Notwithstanding, they will not enter the mile race and will enter only the 3,000-meter race; the track schedule doesn’t allow enough rest to run both races. Instead, they will contest the 3,000 one day and run legs on the distance medley relay a second day, pairing up with sisters Lauren and Alena Ellsworth. The relay is seeded seventh.
Wayment, a two-time cross-country All-American (she was fifth in the 2019 championships and 23rd in the 2018 championships) has been the frontrunner on a remarkably deep team of middle-distance runners. Wayment, Simister, Heather Hanson, Kate Hunter and Simone Plourde all produced times in the mile that rank among the top 15 in the nation and among the top 10 times ever run by BYU athletes.
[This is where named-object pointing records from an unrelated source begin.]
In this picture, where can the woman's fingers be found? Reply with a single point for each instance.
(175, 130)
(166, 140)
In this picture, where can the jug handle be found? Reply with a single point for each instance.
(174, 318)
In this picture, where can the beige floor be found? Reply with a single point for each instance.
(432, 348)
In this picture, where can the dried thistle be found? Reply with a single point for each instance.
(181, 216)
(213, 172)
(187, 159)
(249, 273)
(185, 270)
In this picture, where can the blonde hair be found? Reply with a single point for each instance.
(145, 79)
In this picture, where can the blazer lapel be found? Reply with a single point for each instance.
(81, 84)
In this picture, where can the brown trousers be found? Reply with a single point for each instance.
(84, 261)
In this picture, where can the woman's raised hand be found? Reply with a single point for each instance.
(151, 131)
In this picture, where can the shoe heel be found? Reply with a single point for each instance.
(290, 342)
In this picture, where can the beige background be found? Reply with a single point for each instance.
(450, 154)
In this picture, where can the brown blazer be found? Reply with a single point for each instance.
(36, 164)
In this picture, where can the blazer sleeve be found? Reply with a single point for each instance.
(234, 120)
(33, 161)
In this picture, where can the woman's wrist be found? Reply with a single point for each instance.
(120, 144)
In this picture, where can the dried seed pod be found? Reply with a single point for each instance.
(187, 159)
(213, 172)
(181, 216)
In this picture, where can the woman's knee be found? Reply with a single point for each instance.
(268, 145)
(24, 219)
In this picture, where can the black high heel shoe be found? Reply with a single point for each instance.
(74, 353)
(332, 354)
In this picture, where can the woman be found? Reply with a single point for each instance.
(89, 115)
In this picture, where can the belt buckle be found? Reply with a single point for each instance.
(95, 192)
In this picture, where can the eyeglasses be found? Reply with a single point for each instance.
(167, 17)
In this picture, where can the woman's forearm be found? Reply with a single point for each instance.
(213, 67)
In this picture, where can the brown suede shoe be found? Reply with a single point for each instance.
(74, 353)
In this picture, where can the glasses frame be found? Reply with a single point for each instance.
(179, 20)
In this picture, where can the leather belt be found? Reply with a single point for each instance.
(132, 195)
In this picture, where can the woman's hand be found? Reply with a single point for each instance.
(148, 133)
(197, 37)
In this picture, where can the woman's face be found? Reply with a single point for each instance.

Wayment and Simister rank 2-3 on BYU’s all-time fastest times for the mile, with times of 4:30.47 and 4:31.73. Clare Seymour has the nation’s fourth fastest time in the 800 and the second fastest in school history, 2:02.20.
“It’s awesome that we have the depth to send women to both meets (track and cross-country),” said women’s coach Diljeet Taylor.
Taylor, a former runner-up at 800 meters in the NCAA indoor championships, has made her mark at the school. She has been coaching at BYU for only five years and already her athletes dominate the top-10 board for the all-time marks in the middle distances, including the top 10 times for the mile and the top two times in the 800 (as well as the top two times in both the 3,000- and 5,000-meter runs). This year’s team has seen eight women run under 2:08 in the 800 and five of them 4:37 or faster in the mile.
BYU has delivered a memorable season in track and cross-country. Probably no one has delivered a more stunning performance than Bons. According to Eyestone, Bons’ best time in the mile at the outset of the season wasn’t even fast enough to justify the expense of an airline ticket to the Husky Invitational in Seattle, “but I felt he was ready to make improvement, based on his workouts.” That said, he wasn’t prepared for what happened.
“I thought maybe he could run close to 4:01,” said Eyestone.
A rabbit — or pacesetter — was hired to lead the race, hoping to drag Washington’s Sam Tanner — who set a collegiate record in the 1,500-meter run earlier this season, to a fast mile time. The rabbit approached Bons and asked about his race plan. Bons said he wanted to run 4:05. The rabbit took the field through the first 800 in 1 minute, 58 seconds.
“Lucas was hanging in there behind Tanner,” said Eyestone. “I thought, I hope he can hold that.”
The rabbit dropped out of the race and Tanner picked up the pace, running a 58.1 third lap and still Bons was sticking with him. “At that point I was thinking he might break four minutes as a freshman,” said Eyestone. Tanner again picked up the pace, running a 57.5 last lap, and as they neared the finish Bons actually pulled up on his shoulder, but was held off. Tanner edged the freshman, 3:55.23 to 3:55.45.
As Eyestone tweeted after the race, “You know it’s an epic race when you check your stopwatch three times and then put on your reading glasses and check it again.” Later, he would explain, “That’s true. That’s what I did. When he crossed the line I looked at my watch thinking, OK, maybe a sub-four and then, what!? I hugged him with my mouth agape.” The delighted pacesetter approached Bons and said, “Four oh five, my a--!” Bons turned to Eyestone and uttered the understatement of the day when he asked, “Will that qualify me for the NCAA meet?”
“That’s the second fastest time ever run at BYU, ahead of three Olympians,” Eyestone replied, referring to Doug Padilla, Paul Cummings and Jason Pyrah.
Bons, seeded third, will compete in a very deep mile field at the indoor championships.
BYU has a lot at stake in the men’s and women’s races the next few days, both in track and cross-country.